Die zwei gemeldeten Bewohner der Gründerzeitvilla waren zur Zeit der Explosion nicht anwesend. 40 Bewohner mussten ihre stark beschädigten Wohnungen räumen. Am Sonntag kehrte ein Teil von ihnen unter Polizeischutz zurück, um Wertsachen zu sichern. Am Nachmittag sollten die ersten Wohnungen wieder beziehbar sein. Wie die Stadtverwaltung am Sonntag mitteilte, werden die Betroffenen von Psychologen und Helfern betreut. Viele Bewohner wurden drei Tage vor Heiligabend von Verwandten oder Bekannten aufgenommen.

Die Feuerwehr war am Samstag bis zum Nachmittag damit beschäftigt, die Brände zu löschen und Trümmer wegzuräumen. Erst danach konnte die Suche nach Verschütteten mit dem Einsatz von Rettungshunden beginnen.

Bis in die Nacht hinein waren rund 140 Einsatzkräfte von Feuerwehr, Technischem Hilfswerk, Arbeiter Samariter Bund, Deutschem Roten Kreuz und Polizei mit Sicherungs- und Aufräumarbeiten beschäftigt. Einige Beamte waren nach Angaben der Polizei damit beauftragt, Plünderungen zu verhindern.

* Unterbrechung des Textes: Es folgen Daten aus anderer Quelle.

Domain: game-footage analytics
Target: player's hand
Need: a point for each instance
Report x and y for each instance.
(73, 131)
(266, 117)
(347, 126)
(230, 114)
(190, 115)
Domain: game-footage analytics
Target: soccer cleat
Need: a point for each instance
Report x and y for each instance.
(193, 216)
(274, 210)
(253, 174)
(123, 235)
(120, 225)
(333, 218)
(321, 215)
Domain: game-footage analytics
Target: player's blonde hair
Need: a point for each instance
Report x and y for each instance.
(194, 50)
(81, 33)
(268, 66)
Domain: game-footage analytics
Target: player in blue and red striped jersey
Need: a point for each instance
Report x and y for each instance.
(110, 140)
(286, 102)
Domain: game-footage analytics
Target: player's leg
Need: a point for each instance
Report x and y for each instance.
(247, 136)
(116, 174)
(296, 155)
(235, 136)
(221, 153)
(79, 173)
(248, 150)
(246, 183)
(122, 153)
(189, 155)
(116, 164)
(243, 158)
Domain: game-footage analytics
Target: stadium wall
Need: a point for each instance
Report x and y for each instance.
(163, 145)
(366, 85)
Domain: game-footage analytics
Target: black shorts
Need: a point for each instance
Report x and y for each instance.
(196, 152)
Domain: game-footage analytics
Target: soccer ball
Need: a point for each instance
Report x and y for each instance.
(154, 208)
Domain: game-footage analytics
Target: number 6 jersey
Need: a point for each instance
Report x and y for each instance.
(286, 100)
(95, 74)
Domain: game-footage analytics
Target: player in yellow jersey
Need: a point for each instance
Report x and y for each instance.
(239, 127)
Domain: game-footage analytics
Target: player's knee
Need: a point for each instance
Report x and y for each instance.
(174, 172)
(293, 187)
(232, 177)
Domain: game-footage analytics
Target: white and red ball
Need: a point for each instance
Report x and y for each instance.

Die Polizei berichtete, zur Feststellung der Explosionsursache werde in alle Richtungen ermittelt. Auch ein krimineller Hintergrund sei nicht ausgeschlossen, hieß es. Nach Angaben des Geschäftsführers der Energieversorgung Halle, Matthias Krause, hatte ein Anrufer am Samstag bereits gegen 9.30 Uhr auf Gasgeruch am späteren Unglücksort hingewiesen. Ein Gasspürtrupp sei dem nachgegangen, habe aber nichts festgestellt. Um 10.48 Uhr folgte die schwere Explosion.

Bei den Aufräumarbeiten wurde auch Munition gefunden. Der Hausbesitzer hat das nach Polizeiangaben damit erklärt, dass er Jäger sei. Nachbarn spekulierten, dass einer der Bewohner in Selbsttötungsabsicht die Gasleitung manipuliert haben könnte. Ein Bewohner hatte vor zwei Wochen in der Gründerzeitvilla das Gas aufgedreht und Feuer gelegt. Der Mann befindet sich jedoch wegen anderer Vorwürfe in Untersuchungshaft. Andere Gerüchte betrafen eine angebliche Verschuldung im Zusammenhang mit dem explodierten Haus sowie eine mögliche Verbindung zum Rotlichtmilieu.